Nach dem 3:1-Sieg im DFB-Pokal gegen den FC Augsburg scherzt der Bayern-Kapitän über sich selbst. Doch wieder einmal wird ein Spiel der Münchner am Ende spannender als gedacht.

Aus dem Stadion von Matthias Schmid

Es war fast schon Mitternacht, als Philipp Lahm aus dem Bauch der Fröttmaninger Arena schlurfte, im Trainingsanzug und einem Rucksack auf dem Rücken. Die Dopingprobe hatte ihn aufgehalten. Er telefonierte, als er durch die Tür Richtung Ausgang ging. Man hörte noch, wie er seinem Gesprächspartner die erstaunliche Szene nach eineinhalb Minuten schilderte. Sein Führungstreffer im Pokalspiel gegen den FC Augsburg, der genügte, um aus Lahm den weißen Brasilianer zu machen, wie manche Fans auf der Tribüne raunten.

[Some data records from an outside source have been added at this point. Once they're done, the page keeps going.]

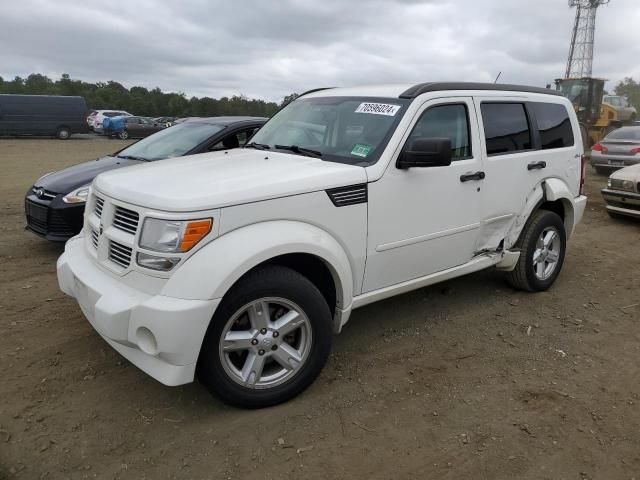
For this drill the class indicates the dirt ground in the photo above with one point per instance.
(466, 379)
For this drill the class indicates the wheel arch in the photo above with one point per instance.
(212, 271)
(61, 127)
(551, 194)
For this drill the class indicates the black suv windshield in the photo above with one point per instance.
(352, 130)
(171, 142)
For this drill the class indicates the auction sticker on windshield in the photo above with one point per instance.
(361, 150)
(378, 109)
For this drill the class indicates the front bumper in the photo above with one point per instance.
(160, 335)
(622, 202)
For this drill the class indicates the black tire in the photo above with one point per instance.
(63, 133)
(586, 140)
(268, 281)
(524, 277)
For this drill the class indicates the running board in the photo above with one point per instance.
(478, 263)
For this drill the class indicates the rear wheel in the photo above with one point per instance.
(542, 245)
(586, 141)
(268, 341)
(63, 133)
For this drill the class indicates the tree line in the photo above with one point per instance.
(631, 89)
(155, 102)
(140, 100)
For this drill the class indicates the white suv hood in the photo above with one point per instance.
(220, 179)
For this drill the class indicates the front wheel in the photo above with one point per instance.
(268, 341)
(542, 245)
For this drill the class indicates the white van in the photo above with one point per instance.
(239, 265)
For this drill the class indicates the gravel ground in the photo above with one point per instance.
(466, 379)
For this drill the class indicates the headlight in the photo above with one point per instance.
(173, 236)
(163, 264)
(79, 195)
(621, 184)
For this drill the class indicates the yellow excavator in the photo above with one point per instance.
(596, 118)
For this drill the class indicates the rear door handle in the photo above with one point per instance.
(537, 165)
(472, 176)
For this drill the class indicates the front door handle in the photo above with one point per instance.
(537, 165)
(472, 176)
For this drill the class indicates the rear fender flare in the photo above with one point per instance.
(549, 190)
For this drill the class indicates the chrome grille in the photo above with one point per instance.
(94, 238)
(43, 194)
(126, 220)
(119, 254)
(98, 208)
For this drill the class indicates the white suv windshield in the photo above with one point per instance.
(171, 142)
(352, 130)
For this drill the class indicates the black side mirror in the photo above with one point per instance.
(425, 152)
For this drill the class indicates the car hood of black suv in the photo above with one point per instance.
(70, 178)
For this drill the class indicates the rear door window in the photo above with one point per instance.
(554, 125)
(506, 128)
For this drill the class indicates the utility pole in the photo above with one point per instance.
(580, 63)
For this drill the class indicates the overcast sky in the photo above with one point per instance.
(269, 48)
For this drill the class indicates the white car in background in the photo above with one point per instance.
(95, 121)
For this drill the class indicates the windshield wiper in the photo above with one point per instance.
(300, 150)
(133, 157)
(257, 146)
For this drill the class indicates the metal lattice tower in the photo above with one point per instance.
(580, 61)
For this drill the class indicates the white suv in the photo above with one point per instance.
(241, 264)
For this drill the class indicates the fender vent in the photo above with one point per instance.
(343, 196)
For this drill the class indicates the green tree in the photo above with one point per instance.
(137, 100)
(630, 89)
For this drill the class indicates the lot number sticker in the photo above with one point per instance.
(378, 109)
(361, 150)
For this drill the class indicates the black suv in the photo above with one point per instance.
(54, 206)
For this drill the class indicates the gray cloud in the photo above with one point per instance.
(270, 48)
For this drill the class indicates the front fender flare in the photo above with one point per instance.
(211, 272)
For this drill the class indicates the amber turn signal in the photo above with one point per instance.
(194, 232)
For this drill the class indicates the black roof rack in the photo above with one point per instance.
(314, 90)
(421, 88)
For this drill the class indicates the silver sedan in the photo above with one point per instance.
(619, 149)
(623, 192)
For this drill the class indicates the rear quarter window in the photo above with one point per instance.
(554, 125)
(506, 128)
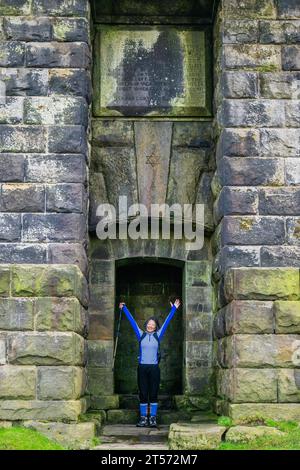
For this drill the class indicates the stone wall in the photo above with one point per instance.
(44, 109)
(256, 186)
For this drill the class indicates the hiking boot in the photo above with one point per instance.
(152, 422)
(143, 422)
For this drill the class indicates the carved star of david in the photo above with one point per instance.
(152, 159)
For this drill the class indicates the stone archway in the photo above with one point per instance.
(146, 285)
(196, 316)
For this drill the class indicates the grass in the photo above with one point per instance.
(290, 440)
(18, 438)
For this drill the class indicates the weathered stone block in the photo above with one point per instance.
(253, 56)
(70, 139)
(17, 382)
(195, 436)
(58, 410)
(292, 114)
(60, 383)
(198, 354)
(55, 8)
(249, 9)
(53, 227)
(100, 353)
(59, 314)
(101, 326)
(284, 256)
(68, 253)
(278, 32)
(49, 281)
(236, 201)
(55, 110)
(197, 273)
(293, 230)
(3, 337)
(292, 169)
(283, 201)
(70, 82)
(235, 171)
(238, 142)
(288, 9)
(22, 81)
(70, 29)
(55, 169)
(247, 385)
(24, 29)
(238, 256)
(282, 85)
(22, 139)
(22, 253)
(15, 7)
(100, 381)
(198, 381)
(240, 31)
(248, 433)
(277, 412)
(4, 281)
(22, 197)
(291, 58)
(198, 327)
(45, 348)
(70, 197)
(11, 112)
(280, 142)
(248, 316)
(240, 84)
(16, 314)
(262, 283)
(252, 113)
(12, 54)
(57, 54)
(105, 402)
(252, 230)
(261, 350)
(287, 316)
(12, 167)
(10, 228)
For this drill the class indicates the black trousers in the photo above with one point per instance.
(148, 382)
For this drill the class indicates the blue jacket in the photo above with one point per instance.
(149, 345)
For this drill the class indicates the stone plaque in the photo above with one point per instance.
(151, 71)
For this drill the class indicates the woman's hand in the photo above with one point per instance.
(176, 303)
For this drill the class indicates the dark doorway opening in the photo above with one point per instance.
(145, 287)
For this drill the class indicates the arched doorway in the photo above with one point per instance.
(146, 288)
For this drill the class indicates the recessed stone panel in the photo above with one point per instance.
(151, 71)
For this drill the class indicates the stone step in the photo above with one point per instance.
(115, 433)
(125, 416)
(126, 436)
(131, 402)
(128, 445)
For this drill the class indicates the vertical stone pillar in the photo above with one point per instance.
(256, 189)
(44, 116)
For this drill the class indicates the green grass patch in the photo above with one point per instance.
(289, 441)
(18, 438)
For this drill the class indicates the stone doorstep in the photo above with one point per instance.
(73, 435)
(125, 416)
(248, 433)
(127, 432)
(195, 436)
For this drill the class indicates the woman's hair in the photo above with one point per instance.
(154, 319)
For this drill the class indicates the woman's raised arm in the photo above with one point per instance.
(133, 323)
(165, 324)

Lahm musste lächeln, als er den Vergleich hörte. Es war in der Tat ein kunstvolles, ein seltenes Tor. Er erhielt einen Pass von Thomas Müller am Strafraumeck, Ballannahme mit links, mit rechts den Ball Gegenspieler Philipp Max durch die Beine geschoben und dann rumms rein ins lange Eck. Die gesamte Münchner Ersatzbank jubelte erstaunt.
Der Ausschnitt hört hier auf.